A Veolia, por sua vez, argumentou que a aquisição da participação societária da Engie foi apenas o primeiro passo da proposta de aquisição, pela Veolia, do controle acionário sobre a Suez – não devendo, portanto, ser analisada como uma operação independente. Aduziu, assim, que esta etapa integrava parte de uma oferta pública, de forma que a aquisição se inseriria em hipótese de isenção prevista no art. 107, §1º, do Regimento Interno do CADE (RICADE), que autoriza a realização de aquisições feitas por meio de ofertas públicas antes da aprovação final pelo CADE, desde que não houvesse exercício dos direitos políticos atrelados à participação adquirida.

A Veolia explicou, ainda, que mesmo que se considerassem as operações como independentes e, portanto, de notificação obrigatória, o negócio entabulado entre as partes seria comparável a uma aquisição feita no contexto de uma oferta pública e, consequentemente, a operação ainda se beneficiaria da isenção prevista no art. 107 do RICADE. Alegou, ao final, que independentemente da forma de análise da operação, a aquisição não resultaria em preocupações concorrenciais.

A despeito das justificativas apresentadas pelas representadas, a Superintendência Geral do CADE (SG) assinalou que as representadas assinaram contrato de compra e venda de ações no contexto da operação objeto de apuração, a qual – diferentemente do que ocorre nas aquisições de ações em bolsa e nas ofertas públicas de ações – foi deliberadamente implementada pelas partes antes de qualquer avaliação do CADE.

Nessa linha, aduziu a SG que, caso a aquisição inicial fizesse parte de uma pretendida operação mais abrangente (i.e., de aquisição de controle), a Veolia (i) teria apresentado, sucessivamente, a oferta unilateral de aquisição do controle (que só foi apresentada três meses depois da aquisição de 29,9% das ações da Suez) ou (ii) teria realizado pré-notificação da operação ao CADE, considerando o porte econômico das partes.

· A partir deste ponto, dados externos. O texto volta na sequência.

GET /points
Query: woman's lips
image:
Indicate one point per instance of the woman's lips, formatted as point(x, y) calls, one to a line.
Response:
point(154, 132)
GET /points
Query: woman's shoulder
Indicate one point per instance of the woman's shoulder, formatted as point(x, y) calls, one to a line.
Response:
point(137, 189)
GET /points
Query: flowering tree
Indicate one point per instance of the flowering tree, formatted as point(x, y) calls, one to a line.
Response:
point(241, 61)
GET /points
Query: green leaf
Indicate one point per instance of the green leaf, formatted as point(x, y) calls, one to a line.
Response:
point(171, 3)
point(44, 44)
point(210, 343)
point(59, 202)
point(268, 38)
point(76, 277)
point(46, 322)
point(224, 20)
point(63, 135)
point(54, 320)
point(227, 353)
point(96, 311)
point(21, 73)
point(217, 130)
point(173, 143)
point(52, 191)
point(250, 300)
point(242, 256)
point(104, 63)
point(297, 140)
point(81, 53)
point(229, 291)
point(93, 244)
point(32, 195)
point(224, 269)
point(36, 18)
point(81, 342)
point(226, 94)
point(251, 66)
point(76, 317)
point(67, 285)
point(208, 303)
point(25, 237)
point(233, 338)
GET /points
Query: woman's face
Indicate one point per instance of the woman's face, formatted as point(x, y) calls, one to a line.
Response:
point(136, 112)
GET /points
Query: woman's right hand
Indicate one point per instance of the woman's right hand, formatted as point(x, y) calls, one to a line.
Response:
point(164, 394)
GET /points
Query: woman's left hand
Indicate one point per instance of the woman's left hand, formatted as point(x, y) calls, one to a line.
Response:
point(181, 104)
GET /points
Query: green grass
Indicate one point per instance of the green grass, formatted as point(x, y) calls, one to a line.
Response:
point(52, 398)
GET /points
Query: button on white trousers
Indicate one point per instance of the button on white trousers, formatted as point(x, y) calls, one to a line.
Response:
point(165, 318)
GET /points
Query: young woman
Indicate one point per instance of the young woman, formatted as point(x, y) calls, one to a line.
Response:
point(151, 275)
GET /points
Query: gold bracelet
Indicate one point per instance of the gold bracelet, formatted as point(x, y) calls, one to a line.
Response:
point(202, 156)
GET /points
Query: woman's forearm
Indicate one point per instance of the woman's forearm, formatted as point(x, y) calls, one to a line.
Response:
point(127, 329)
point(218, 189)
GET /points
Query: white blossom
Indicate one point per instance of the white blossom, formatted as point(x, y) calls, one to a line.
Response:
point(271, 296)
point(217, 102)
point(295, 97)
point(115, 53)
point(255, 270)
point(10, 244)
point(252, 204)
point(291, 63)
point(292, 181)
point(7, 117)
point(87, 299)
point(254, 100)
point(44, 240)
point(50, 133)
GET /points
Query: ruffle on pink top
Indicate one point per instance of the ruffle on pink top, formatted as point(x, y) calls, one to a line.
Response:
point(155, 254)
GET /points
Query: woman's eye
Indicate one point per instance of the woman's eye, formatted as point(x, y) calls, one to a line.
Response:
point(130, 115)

Porém, no caso, somente houve a pré-notificação após a oferta de aquisição de controle pela Veolia.

Por tais razões, a SG considerou que a aquisição de 29,9% das ações da Suez não foi realizada como uma primeira etapa para aquisição do controle da Suez pela Veolia, uma vez que se trata de negócio jurídico independente, válido e que já possuía eficácia, mesmo sem o exercício de direitos políticos decorrentes dessas ações.

Concluiu a SG, por fim, que a transferência de titularidade das ações da Suez à Veolia imediatamente após a celebração do contrato com a Engie já caracterizaria a consumação da operação com efeitos imediatos ao mercado, independentemente do exercício ou não dos direitos políticos por parte da Veolia.

Após estes desdobramentos, as representadas manifestaram seu interesse em realizar acordo junto ao CADE para encerramento do caso. Para tanto, a Veolia apresentou uma proposta de acordo, na qual se comprometeu a pagar R$ 60 milhões como contribuição pecuniária por ter consumado operação com a Engie sem autorização prévia da autarquia. Como visto, os R$ 60 milhões de reais correspondem ao valor máximo previsto na legislação para casos de gun jumping.

Na Sessão de 25 de maio de 2022, a conselheira relatora do caso, Lenisa Prado, reconheceu a configuração de gun jumping e votou pela homologação da proposta de acordo apresentada. O entendimento da relatora foi seguido pelo Tribunal, por unanimidade.

Todos estes pontos demonstram que o CADE procura maximizar a eficácia das regras de notificação prévia de operações de M&A de submissão obrigatória. E, para tanto, está empreendendo esforços para endurecer as sanções, em especial no caso de operações envolvendo valores elevados entre grupos econômicos de grande porte. Nesse tipo de caso, os critérios de dosimetria da Resolução nº 24/2019 provavelmente sujeitarão as partes a multas próximas ao máximo legal (R$ 60 milhões). Isso ainda que o caso em si não suscite qualquer preocupação concorrencial de mérito, isto é, seja passível de análise pelo rito sumário – exatamente como foi o caso da operação envolvendo a Veolia e a Engie, que foi aprovada sem restrições.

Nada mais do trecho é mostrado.